My good buddy Mikey always has something up his sleeve. When invited over for cocktails or an intimate gathering, he always walks up my apartment steps with an assortment of party favors. Last weekend his plastic Hy-Vee bags carried a corked bottle of 1759 Geniuses Limited Edition Amber Ale and the tongue-in-cheek game of Cards Against Humanity. Mike always knows how to set us up for a night of hilarity — albeit a bit politically incorrect.

From his sack of tricks Mikey also pulled a Christmas gift wrapped in non-glossy, cardboard brown and red holiday paper with a little tag which red “To: Mike From: Mike.”

“I didn’t think you had enough nerd gear in your apartment, so I saw this and knew you had to have it,” Mike said as I opened the package.

Inside I could feel The Force flowing through me as I found a LEGO Darth Vader alarm clock. It could stand or sit and with its claw-like LEGO figurine hands, the clock was fully capable of holding a lightsaber.

“And when you bonk his head, that’s snooze,” Mike said.

The clock fit nicely within the realm of classic Mikey gifts from years past. For my birthday three years ago, as I moved to Jasper County for the first time, Mike gifted me a statuette of the Travelocity Gnome. With is pointy red hat and proper manners — hands held behind his back — the gnome stills stands guard in the planter outside my apartment door as he has at my last two residences. Mike is a brilliant network engineer — successful but never one to tout his meteoric rise in the Des Moines tech market in any way other than pure joy and excitement for his trade. He gives without thought of return. He’s given me a custom beer glass and spotted me an apartment deposit when a beater car ate the last of my savings. It’s hard to find a better human being than Mike Williams.

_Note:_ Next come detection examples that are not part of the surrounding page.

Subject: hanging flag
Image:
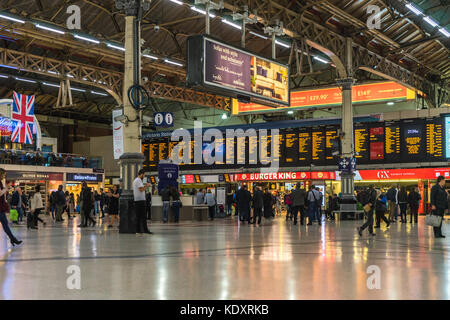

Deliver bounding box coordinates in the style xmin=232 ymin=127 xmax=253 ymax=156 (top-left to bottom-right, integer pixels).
xmin=11 ymin=92 xmax=34 ymax=144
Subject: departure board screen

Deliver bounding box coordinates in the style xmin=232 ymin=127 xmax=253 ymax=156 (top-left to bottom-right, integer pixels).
xmin=369 ymin=125 xmax=385 ymax=161
xmin=325 ymin=126 xmax=340 ymax=163
xmin=425 ymin=119 xmax=444 ymax=161
xmin=298 ymin=127 xmax=312 ymax=166
xmin=282 ymin=129 xmax=298 ymax=165
xmin=311 ymin=127 xmax=326 ymax=165
xmin=401 ymin=122 xmax=425 ymax=162
xmin=354 ymin=123 xmax=369 ymax=163
xmin=384 ymin=122 xmax=400 ymax=162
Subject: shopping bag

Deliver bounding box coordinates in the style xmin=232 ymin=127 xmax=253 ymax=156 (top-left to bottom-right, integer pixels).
xmin=425 ymin=213 xmax=442 ymax=227
xmin=9 ymin=209 xmax=19 ymax=222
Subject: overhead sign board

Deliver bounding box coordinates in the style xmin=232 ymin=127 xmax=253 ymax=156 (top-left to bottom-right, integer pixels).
xmin=232 ymin=81 xmax=415 ymax=115
xmin=187 ymin=36 xmax=290 ymax=107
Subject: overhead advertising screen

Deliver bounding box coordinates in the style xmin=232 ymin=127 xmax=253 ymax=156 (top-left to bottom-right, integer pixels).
xmin=444 ymin=115 xmax=450 ymax=159
xmin=425 ymin=118 xmax=444 ymax=161
xmin=187 ymin=36 xmax=290 ymax=107
xmin=232 ymin=81 xmax=416 ymax=115
xmin=401 ymin=122 xmax=425 ymax=162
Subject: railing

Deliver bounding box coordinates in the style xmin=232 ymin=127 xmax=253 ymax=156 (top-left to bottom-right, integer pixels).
xmin=0 ymin=149 xmax=102 ymax=169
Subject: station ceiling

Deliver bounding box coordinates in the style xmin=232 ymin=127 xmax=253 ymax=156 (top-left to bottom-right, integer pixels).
xmin=0 ymin=0 xmax=450 ymax=123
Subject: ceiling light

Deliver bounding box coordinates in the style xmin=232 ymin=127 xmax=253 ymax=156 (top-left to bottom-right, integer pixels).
xmin=43 ymin=82 xmax=60 ymax=88
xmin=70 ymin=88 xmax=86 ymax=92
xmin=191 ymin=7 xmax=216 ymax=18
xmin=91 ymin=91 xmax=107 ymax=97
xmin=164 ymin=59 xmax=183 ymax=67
xmin=423 ymin=16 xmax=438 ymax=28
xmin=0 ymin=14 xmax=25 ymax=24
xmin=406 ymin=3 xmax=423 ymax=16
xmin=275 ymin=40 xmax=291 ymax=48
xmin=36 ymin=24 xmax=65 ymax=34
xmin=314 ymin=56 xmax=330 ymax=63
xmin=439 ymin=28 xmax=450 ymax=38
xmin=107 ymin=43 xmax=125 ymax=51
xmin=249 ymin=31 xmax=269 ymax=40
xmin=14 ymin=77 xmax=36 ymax=83
xmin=142 ymin=54 xmax=158 ymax=60
xmin=74 ymin=34 xmax=100 ymax=44
xmin=222 ymin=19 xmax=242 ymax=30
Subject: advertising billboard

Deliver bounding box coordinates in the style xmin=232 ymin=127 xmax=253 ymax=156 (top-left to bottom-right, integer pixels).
xmin=187 ymin=36 xmax=290 ymax=107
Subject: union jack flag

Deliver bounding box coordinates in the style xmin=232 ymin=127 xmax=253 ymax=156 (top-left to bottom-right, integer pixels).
xmin=11 ymin=92 xmax=34 ymax=144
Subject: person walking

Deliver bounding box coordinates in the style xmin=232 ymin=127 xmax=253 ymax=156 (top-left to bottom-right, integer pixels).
xmin=105 ymin=184 xmax=120 ymax=228
xmin=408 ymin=188 xmax=422 ymax=223
xmin=236 ymin=185 xmax=252 ymax=224
xmin=55 ymin=185 xmax=66 ymax=222
xmin=253 ymin=187 xmax=264 ymax=224
xmin=430 ymin=176 xmax=448 ymax=238
xmin=0 ymin=168 xmax=22 ymax=246
xmin=398 ymin=186 xmax=408 ymax=223
xmin=263 ymin=188 xmax=274 ymax=221
xmin=205 ymin=189 xmax=216 ymax=221
xmin=170 ymin=187 xmax=181 ymax=223
xmin=161 ymin=185 xmax=171 ymax=223
xmin=386 ymin=185 xmax=398 ymax=222
xmin=133 ymin=169 xmax=153 ymax=234
xmin=27 ymin=185 xmax=46 ymax=229
xmin=375 ymin=190 xmax=391 ymax=229
xmin=291 ymin=183 xmax=306 ymax=225
xmin=306 ymin=186 xmax=322 ymax=226
xmin=356 ymin=185 xmax=377 ymax=237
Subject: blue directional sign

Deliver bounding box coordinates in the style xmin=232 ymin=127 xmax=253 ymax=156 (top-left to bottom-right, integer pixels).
xmin=153 ymin=112 xmax=174 ymax=127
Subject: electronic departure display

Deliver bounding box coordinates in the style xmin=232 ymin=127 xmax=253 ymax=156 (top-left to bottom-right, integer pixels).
xmin=186 ymin=35 xmax=290 ymax=106
xmin=281 ymin=129 xmax=298 ymax=165
xmin=354 ymin=123 xmax=369 ymax=163
xmin=385 ymin=122 xmax=400 ymax=163
xmin=142 ymin=116 xmax=450 ymax=169
xmin=401 ymin=122 xmax=425 ymax=162
xmin=369 ymin=126 xmax=385 ymax=160
xmin=425 ymin=119 xmax=444 ymax=161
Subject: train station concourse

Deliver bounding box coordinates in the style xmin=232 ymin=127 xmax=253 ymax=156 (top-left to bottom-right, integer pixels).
xmin=0 ymin=0 xmax=450 ymax=308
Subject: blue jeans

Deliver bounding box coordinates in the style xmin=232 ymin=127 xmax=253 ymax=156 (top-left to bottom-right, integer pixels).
xmin=172 ymin=201 xmax=180 ymax=222
xmin=163 ymin=201 xmax=170 ymax=222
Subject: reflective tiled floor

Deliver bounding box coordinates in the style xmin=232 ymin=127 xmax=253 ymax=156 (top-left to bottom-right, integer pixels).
xmin=0 ymin=217 xmax=450 ymax=299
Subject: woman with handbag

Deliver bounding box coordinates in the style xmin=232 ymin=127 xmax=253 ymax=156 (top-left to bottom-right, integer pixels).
xmin=431 ymin=176 xmax=448 ymax=238
xmin=27 ymin=185 xmax=46 ymax=229
xmin=0 ymin=168 xmax=22 ymax=246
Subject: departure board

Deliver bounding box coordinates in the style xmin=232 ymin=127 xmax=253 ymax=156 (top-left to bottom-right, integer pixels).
xmin=384 ymin=122 xmax=400 ymax=162
xmin=369 ymin=124 xmax=385 ymax=161
xmin=425 ymin=118 xmax=444 ymax=161
xmin=298 ymin=127 xmax=312 ymax=166
xmin=282 ymin=129 xmax=298 ymax=165
xmin=325 ymin=126 xmax=340 ymax=163
xmin=247 ymin=136 xmax=259 ymax=165
xmin=311 ymin=127 xmax=326 ymax=165
xmin=401 ymin=121 xmax=426 ymax=162
xmin=354 ymin=123 xmax=369 ymax=163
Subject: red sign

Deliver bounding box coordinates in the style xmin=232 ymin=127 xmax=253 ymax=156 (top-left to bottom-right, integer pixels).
xmin=233 ymin=81 xmax=415 ymax=114
xmin=234 ymin=171 xmax=336 ymax=181
xmin=358 ymin=168 xmax=450 ymax=180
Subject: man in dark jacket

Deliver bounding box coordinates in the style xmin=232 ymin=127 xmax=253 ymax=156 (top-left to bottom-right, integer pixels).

With each passing year I find my circle of close friends thinning. This isn’t through argument, malice or conscious choice but an organic process. As life grows more complex I find my correlating circle of friends become more concise yet harder to break.

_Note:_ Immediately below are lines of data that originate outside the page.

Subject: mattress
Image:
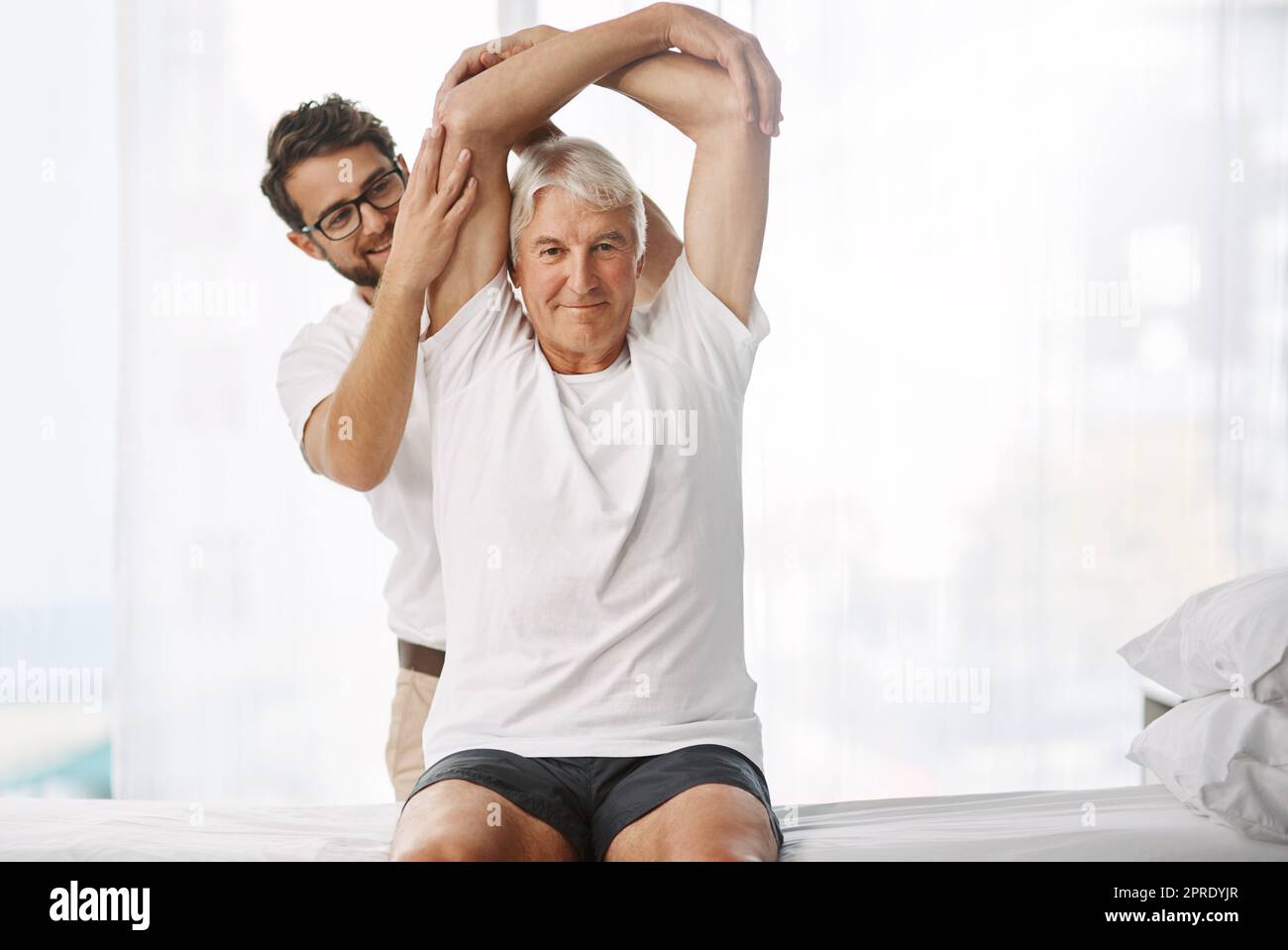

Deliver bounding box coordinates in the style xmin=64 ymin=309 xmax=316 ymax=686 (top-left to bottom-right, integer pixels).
xmin=0 ymin=786 xmax=1288 ymax=861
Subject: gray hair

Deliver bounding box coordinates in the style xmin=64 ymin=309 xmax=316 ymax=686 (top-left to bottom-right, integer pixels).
xmin=510 ymin=135 xmax=648 ymax=265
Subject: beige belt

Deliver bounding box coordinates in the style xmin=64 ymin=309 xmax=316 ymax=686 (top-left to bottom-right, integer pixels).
xmin=398 ymin=639 xmax=447 ymax=676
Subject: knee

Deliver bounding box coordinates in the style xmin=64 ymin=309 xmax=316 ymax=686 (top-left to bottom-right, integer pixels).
xmin=670 ymin=839 xmax=778 ymax=861
xmin=389 ymin=833 xmax=477 ymax=861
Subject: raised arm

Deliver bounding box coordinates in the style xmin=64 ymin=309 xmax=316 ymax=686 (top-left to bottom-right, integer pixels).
xmin=430 ymin=3 xmax=777 ymax=332
xmin=429 ymin=6 xmax=666 ymax=334
xmin=304 ymin=122 xmax=478 ymax=491
xmin=466 ymin=4 xmax=782 ymax=323
xmin=600 ymin=45 xmax=781 ymax=323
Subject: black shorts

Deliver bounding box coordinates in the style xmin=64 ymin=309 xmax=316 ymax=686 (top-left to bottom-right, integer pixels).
xmin=403 ymin=744 xmax=783 ymax=861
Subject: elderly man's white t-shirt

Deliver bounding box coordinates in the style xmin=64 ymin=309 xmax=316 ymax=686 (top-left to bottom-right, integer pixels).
xmin=277 ymin=287 xmax=447 ymax=650
xmin=424 ymin=254 xmax=769 ymax=769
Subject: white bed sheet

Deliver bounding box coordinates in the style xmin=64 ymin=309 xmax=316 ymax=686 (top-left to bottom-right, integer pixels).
xmin=0 ymin=786 xmax=1288 ymax=861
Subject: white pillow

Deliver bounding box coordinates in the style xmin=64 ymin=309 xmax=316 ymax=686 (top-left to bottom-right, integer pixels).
xmin=1118 ymin=568 xmax=1288 ymax=705
xmin=1127 ymin=693 xmax=1288 ymax=844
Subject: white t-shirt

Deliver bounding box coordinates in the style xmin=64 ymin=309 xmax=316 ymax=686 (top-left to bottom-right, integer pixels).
xmin=277 ymin=287 xmax=451 ymax=650
xmin=424 ymin=255 xmax=769 ymax=769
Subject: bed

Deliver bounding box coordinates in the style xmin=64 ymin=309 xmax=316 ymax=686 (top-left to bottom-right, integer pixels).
xmin=0 ymin=786 xmax=1288 ymax=861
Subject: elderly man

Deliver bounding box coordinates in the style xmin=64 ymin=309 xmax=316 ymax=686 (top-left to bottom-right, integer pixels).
xmin=261 ymin=95 xmax=680 ymax=802
xmin=380 ymin=4 xmax=782 ymax=860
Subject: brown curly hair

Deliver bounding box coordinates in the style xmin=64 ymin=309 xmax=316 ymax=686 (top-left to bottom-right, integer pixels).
xmin=259 ymin=93 xmax=396 ymax=231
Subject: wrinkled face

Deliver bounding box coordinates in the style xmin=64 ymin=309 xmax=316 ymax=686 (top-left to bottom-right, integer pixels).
xmin=514 ymin=185 xmax=644 ymax=372
xmin=286 ymin=142 xmax=407 ymax=287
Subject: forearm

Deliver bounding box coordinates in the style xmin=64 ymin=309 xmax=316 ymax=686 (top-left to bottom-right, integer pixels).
xmin=597 ymin=51 xmax=741 ymax=141
xmin=443 ymin=4 xmax=667 ymax=150
xmin=321 ymin=278 xmax=425 ymax=490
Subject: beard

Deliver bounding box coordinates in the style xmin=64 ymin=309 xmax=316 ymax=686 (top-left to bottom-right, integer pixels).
xmin=327 ymin=250 xmax=380 ymax=287
xmin=326 ymin=231 xmax=393 ymax=287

As we approach our 30s and family dynamics change, I’ve enjoyed incorporating my friends more as family into my holiday celebrations. This week I’ll get the Christmas treat of listening to a life-long friend sing in a Broadway style production of “Two from Galilee,” at the New Hope Assembly of God in Urbandale. Since we first met on the hotch-scotch carpet in Mrs. McCormick’s kindergarten classroom, I’ve wanted to see Seth perform. But when you’re a kid, family obligations tend to take precedent and it’s hard for a 5-year-old to pedal his bike across the city in December.

As I prep for the future, incorporating my girlfriend’s family holiday traditions into my own, I believe it’s important to keep those non-familial Christmas ties sound and strong. One of the key tenets of Christmas is the perseverance made possible by the bonds of family whether related by blood, spirit or friendship.